Ein Abend mit Yung Hurn

Yung Hurn, einer der größten Cloudrap-Artist seiner Generation. Die ironischen Hörer sind längst vielen treuen Fans gewichen und so ist die Tour durch die kleinen Clubs Deutschlands sehr schnell ausverkauft. Seine Texte der kurzen Tracks, produziert von DJ und Producer Lex Lugner, sind oft egal, repetitiv und einprägsam. Wenn man sich umhört, sind die Meinungen zu dem jungen Österreicher höchst unterschiedlich, aber fast jeder, auch Fler, kennt ihn.

Yung Hurn in Ehrenfeld

Es wundert mich, dass außer bonnFM keine Presse vor Ort ist, denn wenn Yung Hurn eins für die kommende Generation ist, dann ist es: RELEVANT. Seine Videoklicks sind auf YouTube innerhalb von wenigen Tagen im Millionenbereich. Es ist als Student selten, dass man zu den ältesten der Veranstaltung gehört. Und auch zu den unmodischeren: Yung Hurns Fans verkleiden sich, als wären sie Hipster. Obwohl die Dauerwelle eines Mädchens tatsächlich ziemlich cool ist. Auch inhaltlich sind die Gesprächsfetzen vor Einlass ein Einblick in die Welt der kleinen Geschwister. Es geht um Kleidung, Drogen und die Ausgehpläne im großen Köln. Nachteil: Der Einlass dauert, weil alle Fans auf ihr Alter überprüft werden müssen. Ab 14 kommt man zwar mit Eltern rein, trotzdem werden Karteninhaber ohne Ausweis rigoros abgewiesen. Manche Mädchen lassen sich auf den Hals stempeln, weil es besser zu ihrem Outfit passt. Das ist die Generation Hurn.
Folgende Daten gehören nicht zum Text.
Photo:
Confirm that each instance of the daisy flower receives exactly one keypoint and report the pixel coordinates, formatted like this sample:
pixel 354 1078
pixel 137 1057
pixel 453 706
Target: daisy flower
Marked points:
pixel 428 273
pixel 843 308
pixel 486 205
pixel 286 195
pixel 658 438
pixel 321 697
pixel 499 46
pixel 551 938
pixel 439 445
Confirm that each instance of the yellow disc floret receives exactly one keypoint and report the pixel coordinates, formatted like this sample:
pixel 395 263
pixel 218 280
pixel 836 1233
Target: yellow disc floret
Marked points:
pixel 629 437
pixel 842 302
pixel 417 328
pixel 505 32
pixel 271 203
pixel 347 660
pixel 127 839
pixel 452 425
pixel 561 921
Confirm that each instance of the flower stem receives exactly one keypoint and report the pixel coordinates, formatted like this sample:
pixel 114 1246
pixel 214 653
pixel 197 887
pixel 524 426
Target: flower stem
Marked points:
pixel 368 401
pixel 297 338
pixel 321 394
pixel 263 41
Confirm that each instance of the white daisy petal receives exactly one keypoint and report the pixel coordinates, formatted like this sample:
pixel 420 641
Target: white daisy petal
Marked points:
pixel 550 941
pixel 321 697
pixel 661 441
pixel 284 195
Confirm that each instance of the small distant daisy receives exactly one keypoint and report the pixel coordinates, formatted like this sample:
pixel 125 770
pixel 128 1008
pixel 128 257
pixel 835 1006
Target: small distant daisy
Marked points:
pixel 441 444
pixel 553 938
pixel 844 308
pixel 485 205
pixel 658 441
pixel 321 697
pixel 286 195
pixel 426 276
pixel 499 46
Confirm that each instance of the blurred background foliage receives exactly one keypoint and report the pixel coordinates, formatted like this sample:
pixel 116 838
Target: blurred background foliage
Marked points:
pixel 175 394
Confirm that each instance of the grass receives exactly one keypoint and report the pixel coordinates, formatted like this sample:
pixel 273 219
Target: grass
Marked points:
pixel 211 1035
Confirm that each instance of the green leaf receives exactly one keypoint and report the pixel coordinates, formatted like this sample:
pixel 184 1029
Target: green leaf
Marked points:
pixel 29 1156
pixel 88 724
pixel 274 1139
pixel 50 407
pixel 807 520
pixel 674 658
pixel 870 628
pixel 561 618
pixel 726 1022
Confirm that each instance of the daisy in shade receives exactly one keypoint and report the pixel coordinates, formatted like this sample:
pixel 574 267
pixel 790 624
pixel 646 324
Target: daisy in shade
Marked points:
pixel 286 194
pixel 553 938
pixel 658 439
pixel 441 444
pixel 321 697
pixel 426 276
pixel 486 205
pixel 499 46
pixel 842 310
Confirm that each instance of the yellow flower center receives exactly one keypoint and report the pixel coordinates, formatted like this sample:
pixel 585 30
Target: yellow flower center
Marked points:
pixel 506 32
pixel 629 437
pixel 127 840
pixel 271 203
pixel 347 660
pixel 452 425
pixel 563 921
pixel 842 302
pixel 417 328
Simple Beats, deutscher Cloudrap

Der Voract „Caramelo“ und mehrere andere Rapper, darunter „Fergy53“ aus Bonn bereiten die Crowd mit sinnlich Tracks wie „Wassermann“ und „Bolzplatz“ auf Yung Hurn vor. Als Yung Hurn auftritt, ist die Stimmung, auch durch die fehlende Luftzufuhr, auf dem Siedepunkt, wenn man direkt vor der Bühne steht. Dazu gehört allerdings auch, direkt zu Beginn zwei volle Bier von Jugendlichen ins Gesicht gekippt zu bekommen. Dauert ja auch noch mindestens zwei Jahre, bis es Ihnen schmeckt. Immerhin eine willkommene Erfrischung im schwitzigen Jungle Club.  Man muss der Generation nach uns lassen, sie verstehen es, auszurasten. Die wenigen ironischen Gäste und Eltern stehen im hinteren Bereich des Clubs und „sippen“ an ihrem Drink. Das Konzert dauert anderthalb Stunden. Highlights sind seine Tracks OK COOL, MHM vom neuen Album sowie die Neo-Klassiker Bianco, Nein und natürlich Opernsänger.

Yung Hurn Superstar

Nach dem Konzert erzählt uns aus der großen Baggage Hurns, dass Köln nur deswegen nicht einer der Ausreißer der Tour ist, weil verhältnismäßig viele Mädchen auf dem Konzert waren. Eine erfreuliche Information. Beim Rausgehen höre ich, wie sich Mädchen hyped darüber unterhalten, dass sie Yung Hurn angefasst haben.
Es werden Instaaccounts der Voractrapper gefollowt und wirklich teurer Merch gekauft.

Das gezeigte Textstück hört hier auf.